The ACS asks respondents about their health insurance coverage at the time of the survey. Respondents may report having more than one type of coverage; however, individuals are sorted into only one category of insurance coverage.
We define the LTC workforce as all individuals who earned at least $1,000 during the year and indicated that their job was in one of the long term care industry codes listed above.
Within these industry groups, we grouped people’s occupations into five different categories based on type of work and level of contact with patients. The five categories are:
Aides and personal care workers includes certified nursing assistants (CNAs), personal care aides, home health aides, licensed practical nurses (LPNs), OT and PT assistants, medical assistants, and other aides.

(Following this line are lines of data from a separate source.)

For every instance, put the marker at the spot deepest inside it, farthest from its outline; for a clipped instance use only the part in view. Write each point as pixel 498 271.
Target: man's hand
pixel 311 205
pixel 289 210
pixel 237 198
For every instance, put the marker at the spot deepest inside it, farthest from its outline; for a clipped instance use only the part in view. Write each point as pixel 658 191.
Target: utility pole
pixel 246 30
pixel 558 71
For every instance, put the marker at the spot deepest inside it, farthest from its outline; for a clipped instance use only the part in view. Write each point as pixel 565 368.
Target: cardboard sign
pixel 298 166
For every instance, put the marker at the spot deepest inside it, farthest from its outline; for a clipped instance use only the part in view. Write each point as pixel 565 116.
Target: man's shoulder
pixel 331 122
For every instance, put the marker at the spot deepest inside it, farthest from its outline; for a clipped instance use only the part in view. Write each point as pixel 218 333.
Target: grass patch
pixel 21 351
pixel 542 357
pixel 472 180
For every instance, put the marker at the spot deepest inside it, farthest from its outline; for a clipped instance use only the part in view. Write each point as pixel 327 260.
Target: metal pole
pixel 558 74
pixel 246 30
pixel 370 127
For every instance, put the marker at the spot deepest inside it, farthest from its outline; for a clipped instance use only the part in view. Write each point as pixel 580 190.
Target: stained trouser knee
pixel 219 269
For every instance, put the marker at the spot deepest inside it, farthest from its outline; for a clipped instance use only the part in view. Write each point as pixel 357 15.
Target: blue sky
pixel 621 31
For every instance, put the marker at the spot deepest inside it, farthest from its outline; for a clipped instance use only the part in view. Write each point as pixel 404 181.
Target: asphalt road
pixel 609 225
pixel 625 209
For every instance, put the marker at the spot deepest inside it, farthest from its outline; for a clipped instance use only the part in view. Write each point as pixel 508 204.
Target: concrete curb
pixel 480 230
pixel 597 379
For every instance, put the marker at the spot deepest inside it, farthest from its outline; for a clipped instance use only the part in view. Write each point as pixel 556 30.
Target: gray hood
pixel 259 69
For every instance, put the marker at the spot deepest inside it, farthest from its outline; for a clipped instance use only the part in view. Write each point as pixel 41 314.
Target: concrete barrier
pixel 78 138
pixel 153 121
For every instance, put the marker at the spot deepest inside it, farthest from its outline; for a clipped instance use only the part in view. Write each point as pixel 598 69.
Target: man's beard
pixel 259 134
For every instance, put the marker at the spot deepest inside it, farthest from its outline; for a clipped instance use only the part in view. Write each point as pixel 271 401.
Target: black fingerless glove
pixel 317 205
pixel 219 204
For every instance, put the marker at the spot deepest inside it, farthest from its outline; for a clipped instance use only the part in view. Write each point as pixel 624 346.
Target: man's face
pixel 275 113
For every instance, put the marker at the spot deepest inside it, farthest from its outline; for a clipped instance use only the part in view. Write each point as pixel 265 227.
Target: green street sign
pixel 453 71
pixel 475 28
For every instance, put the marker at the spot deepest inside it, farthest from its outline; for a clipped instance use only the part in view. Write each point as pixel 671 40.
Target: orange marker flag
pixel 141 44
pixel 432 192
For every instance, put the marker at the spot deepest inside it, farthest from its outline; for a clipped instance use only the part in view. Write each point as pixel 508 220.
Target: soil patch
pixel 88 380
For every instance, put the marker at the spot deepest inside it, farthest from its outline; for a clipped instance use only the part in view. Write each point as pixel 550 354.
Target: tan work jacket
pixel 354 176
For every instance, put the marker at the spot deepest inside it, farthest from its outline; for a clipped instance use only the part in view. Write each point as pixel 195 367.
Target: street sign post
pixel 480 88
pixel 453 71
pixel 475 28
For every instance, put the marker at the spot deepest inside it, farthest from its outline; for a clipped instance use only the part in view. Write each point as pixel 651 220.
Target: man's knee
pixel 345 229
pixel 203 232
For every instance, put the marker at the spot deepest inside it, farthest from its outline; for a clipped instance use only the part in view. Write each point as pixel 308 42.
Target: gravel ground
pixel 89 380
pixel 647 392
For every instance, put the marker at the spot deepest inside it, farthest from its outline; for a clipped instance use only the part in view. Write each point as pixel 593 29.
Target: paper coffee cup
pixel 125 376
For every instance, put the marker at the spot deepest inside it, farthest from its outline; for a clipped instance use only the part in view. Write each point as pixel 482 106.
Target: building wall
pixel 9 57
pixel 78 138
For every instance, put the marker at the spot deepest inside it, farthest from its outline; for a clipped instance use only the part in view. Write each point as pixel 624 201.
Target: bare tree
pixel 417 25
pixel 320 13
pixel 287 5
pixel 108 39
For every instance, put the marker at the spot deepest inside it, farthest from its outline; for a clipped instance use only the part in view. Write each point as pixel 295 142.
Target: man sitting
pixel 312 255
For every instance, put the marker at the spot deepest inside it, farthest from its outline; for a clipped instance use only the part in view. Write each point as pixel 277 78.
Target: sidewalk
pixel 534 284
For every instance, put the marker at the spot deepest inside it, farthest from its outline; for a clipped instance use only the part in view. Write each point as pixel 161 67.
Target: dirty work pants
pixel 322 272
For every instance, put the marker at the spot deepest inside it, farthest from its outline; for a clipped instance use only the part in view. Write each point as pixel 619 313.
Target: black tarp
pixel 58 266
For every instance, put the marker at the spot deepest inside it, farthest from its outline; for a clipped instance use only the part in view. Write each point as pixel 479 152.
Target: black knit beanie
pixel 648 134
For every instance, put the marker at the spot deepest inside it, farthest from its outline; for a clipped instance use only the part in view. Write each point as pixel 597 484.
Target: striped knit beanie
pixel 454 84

Direct contact support workers includes non-clinical support staff, such as housekeeping and janitorial staff, kitchen and cafeteria staff, recreation workers, laundry workers, shuttle drivers, clergy, and first-line supervisors of support workers.
Health care providers includes registered nurses (RNs), physician therapists, occupational therapists, nurse practitioners, physicians, and various types of technicians that provide direct patient care.
Other support workers and managers includes office and administrative managers and staff, receptionists, nutritionists, groundskeeping and facilities workers, who are likely to come into regular direct contact with patients less often than other types of LTC workers.
Notably, the ACS does not include unpaid LTC caregivers, such as relatives and friends, who actually provide the majority of community-based long-term services and supports in the US.